Stay On Top of Corrective Actions
It is worth mentioning that even the best-maintained ISMS will develop non-conformity and/or opportunities for improvement over time as the organisation evolves. However, in the hustle and bustle of day-to-day business activities, it can be tempting to set aside corrective actions in favour of more urgent business requirements. The longer a corrective action is left unresolved, the greater the risk that the non-conformity it is meant to address negatively impacts the organisation. Timely corrective actions should always be a priority.
Promote Ongoing Information Security Staff Awareness
One of the key principles of ISO 27001 is that information security is everybody’s responsibility – not just the responsibility of the helpdesk staff, IT manager or cyber security personnel.
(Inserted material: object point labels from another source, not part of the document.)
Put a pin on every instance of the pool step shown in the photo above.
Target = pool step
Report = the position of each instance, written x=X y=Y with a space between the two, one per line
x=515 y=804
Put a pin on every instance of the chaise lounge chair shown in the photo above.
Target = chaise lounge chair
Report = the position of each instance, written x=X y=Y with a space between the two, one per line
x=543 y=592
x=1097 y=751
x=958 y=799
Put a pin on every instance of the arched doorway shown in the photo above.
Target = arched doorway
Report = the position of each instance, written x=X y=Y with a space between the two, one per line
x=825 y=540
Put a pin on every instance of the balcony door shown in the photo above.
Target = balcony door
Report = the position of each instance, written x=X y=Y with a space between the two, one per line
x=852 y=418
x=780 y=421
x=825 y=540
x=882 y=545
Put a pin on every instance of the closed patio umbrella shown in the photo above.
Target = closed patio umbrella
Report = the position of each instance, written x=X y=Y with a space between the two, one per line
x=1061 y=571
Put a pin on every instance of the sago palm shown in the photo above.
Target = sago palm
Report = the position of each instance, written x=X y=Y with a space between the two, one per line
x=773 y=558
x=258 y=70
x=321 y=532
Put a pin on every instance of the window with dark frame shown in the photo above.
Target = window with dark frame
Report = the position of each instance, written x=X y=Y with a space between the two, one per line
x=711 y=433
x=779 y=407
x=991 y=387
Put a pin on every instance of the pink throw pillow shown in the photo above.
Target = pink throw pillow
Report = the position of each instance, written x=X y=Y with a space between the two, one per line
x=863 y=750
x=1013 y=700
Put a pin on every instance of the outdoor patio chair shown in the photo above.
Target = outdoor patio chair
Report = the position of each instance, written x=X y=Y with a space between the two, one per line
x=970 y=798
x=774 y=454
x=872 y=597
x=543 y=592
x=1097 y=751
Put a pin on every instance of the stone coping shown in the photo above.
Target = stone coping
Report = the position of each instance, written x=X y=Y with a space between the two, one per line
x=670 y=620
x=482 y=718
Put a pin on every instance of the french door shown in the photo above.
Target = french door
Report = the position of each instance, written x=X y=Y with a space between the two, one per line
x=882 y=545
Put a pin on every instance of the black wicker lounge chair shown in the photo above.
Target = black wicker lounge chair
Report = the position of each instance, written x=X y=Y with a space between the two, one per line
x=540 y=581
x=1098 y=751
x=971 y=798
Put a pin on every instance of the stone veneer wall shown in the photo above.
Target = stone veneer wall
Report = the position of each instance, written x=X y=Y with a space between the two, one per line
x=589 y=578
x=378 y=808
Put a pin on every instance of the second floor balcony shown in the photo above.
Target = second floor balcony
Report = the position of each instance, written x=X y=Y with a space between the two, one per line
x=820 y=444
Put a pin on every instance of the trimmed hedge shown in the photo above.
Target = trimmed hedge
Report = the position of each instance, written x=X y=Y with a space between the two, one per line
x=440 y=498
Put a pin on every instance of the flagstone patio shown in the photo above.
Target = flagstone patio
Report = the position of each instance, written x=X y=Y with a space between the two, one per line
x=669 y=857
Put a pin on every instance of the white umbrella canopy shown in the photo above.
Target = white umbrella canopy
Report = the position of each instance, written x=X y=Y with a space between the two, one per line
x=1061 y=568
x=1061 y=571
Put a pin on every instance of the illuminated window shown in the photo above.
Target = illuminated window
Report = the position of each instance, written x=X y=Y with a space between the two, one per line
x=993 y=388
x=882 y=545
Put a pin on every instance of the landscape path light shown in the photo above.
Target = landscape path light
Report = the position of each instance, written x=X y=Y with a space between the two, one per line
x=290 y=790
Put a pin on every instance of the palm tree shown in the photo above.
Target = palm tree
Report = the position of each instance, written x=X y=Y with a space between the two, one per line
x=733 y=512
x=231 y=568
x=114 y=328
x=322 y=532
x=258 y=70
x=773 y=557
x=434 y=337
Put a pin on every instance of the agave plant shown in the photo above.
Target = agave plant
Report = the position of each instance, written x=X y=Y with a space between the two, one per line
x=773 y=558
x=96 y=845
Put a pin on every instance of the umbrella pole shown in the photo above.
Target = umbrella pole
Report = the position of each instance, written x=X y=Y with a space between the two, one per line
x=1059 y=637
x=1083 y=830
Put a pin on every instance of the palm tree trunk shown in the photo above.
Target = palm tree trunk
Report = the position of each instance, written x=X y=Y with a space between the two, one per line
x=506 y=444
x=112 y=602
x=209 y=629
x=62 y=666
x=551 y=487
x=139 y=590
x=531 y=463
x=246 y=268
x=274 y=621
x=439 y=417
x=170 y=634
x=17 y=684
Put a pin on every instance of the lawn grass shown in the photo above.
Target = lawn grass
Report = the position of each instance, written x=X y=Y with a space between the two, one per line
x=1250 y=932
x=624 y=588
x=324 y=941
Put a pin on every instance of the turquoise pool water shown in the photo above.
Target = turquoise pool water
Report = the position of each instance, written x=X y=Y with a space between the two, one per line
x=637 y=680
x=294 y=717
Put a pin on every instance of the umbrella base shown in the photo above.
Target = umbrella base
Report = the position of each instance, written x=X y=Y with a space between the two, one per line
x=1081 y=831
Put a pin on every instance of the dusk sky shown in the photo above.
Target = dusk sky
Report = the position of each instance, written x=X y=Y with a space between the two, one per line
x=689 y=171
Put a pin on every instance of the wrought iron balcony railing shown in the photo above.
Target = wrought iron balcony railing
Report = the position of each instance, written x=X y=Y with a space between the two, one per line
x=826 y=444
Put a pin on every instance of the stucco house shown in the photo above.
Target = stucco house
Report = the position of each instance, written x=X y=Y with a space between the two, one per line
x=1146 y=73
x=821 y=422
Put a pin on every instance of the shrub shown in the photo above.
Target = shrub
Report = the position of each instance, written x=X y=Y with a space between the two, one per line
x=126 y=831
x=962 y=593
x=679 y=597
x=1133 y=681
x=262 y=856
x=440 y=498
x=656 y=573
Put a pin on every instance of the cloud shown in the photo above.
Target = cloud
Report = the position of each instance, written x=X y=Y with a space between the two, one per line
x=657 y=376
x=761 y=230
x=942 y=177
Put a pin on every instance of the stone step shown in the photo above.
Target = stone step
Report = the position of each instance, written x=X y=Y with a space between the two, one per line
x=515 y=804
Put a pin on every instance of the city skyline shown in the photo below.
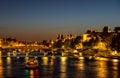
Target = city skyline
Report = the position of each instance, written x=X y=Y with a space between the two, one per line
x=39 y=20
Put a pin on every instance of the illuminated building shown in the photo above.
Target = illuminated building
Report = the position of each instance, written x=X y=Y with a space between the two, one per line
x=106 y=29
x=117 y=29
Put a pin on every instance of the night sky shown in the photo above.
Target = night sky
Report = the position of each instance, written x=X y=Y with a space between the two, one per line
x=36 y=20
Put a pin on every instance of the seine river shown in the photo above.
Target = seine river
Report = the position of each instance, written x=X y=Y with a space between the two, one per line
x=60 y=67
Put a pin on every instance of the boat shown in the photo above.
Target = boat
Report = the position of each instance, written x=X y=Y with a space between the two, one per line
x=31 y=63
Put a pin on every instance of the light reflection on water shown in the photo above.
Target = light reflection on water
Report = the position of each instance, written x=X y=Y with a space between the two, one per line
x=60 y=67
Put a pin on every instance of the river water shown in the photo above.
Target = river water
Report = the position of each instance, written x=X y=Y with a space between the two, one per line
x=60 y=67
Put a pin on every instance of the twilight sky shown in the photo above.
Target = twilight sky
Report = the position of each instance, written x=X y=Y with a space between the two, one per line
x=43 y=19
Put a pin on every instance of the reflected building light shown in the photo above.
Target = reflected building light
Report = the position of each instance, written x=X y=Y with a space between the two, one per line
x=8 y=60
x=115 y=60
x=1 y=68
x=37 y=72
x=32 y=74
x=63 y=64
x=63 y=67
x=80 y=66
x=115 y=64
x=45 y=60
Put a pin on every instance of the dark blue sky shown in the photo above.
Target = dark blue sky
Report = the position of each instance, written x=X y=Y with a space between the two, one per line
x=43 y=19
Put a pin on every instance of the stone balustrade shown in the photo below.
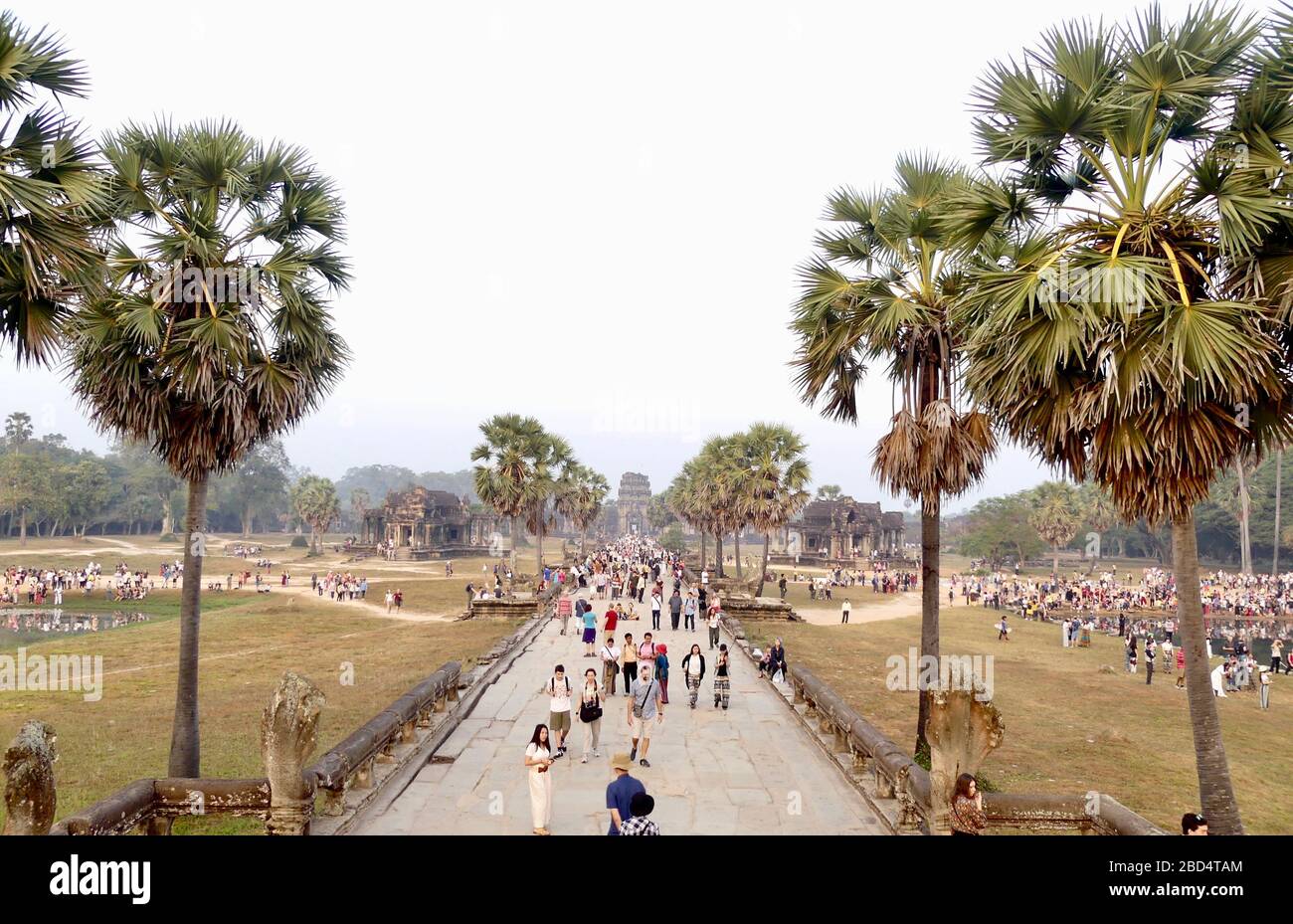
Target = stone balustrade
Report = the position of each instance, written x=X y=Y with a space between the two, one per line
x=966 y=730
Anyone in the organisation who handles sensitive data plays a role in the organisation’s security. They must understand their obligations to protect sensitive information and the consequences the organisation can suffer if they fail to do so. An information security awareness programme should be established in line with the organisation’s information security policies and relevant procedures, taking into consideration the organisation’s information to be protected and the controls that have been implemented to protect the information.
Additional Measures to Maintain Your Certification
- Inform your Assessment Manager of any changes that may affect the scope of your certification as early as possible. Your Assessment Manager can be contacted at any point in the certification cycle.
- Ensure that your key technical staff maintain their technical competence by attending recognised training courses and relevant sector events.
- Ensure that your organisation keeps up-to-date with regulatory changes in your sector.
- Ensure that you are subscribed to updates, UKAS/ ISMS publications and technical bulletins to ensure that you receive the latest certification requirements.
- Inform UKAS/ certification body in advance of any relocation of premises from which credited work is performed.
- Retain all quality records and technical records throughout the period between assessments.
- Use a PDCA (plan–do–check–act) model for the control and continuous improvement of processes and products.
- Plan - Establish objectives and processes required to deliver the desired results
- Do - Carry out the objectives from the previous step.
- Check - During the check phase, the data and results gathered from the Do phase are evaluated. Data is compared to the expected outcomes to see any similarities and differences.
- Act - sometimes called "Adjust", this is where a process is improved. Records from the "do" and "check" phases help identify issues with the process. These issues may include problems, non-conformities, opportunities for improvement, inefficiencies and other issues that result in outcomes that are less-than-optimal. Root causes of such issues are investigated, found and eliminated by modifying the process. Risk is re-evaluated. At the end of the actions in this phase, the process has better instructions, standards or goals.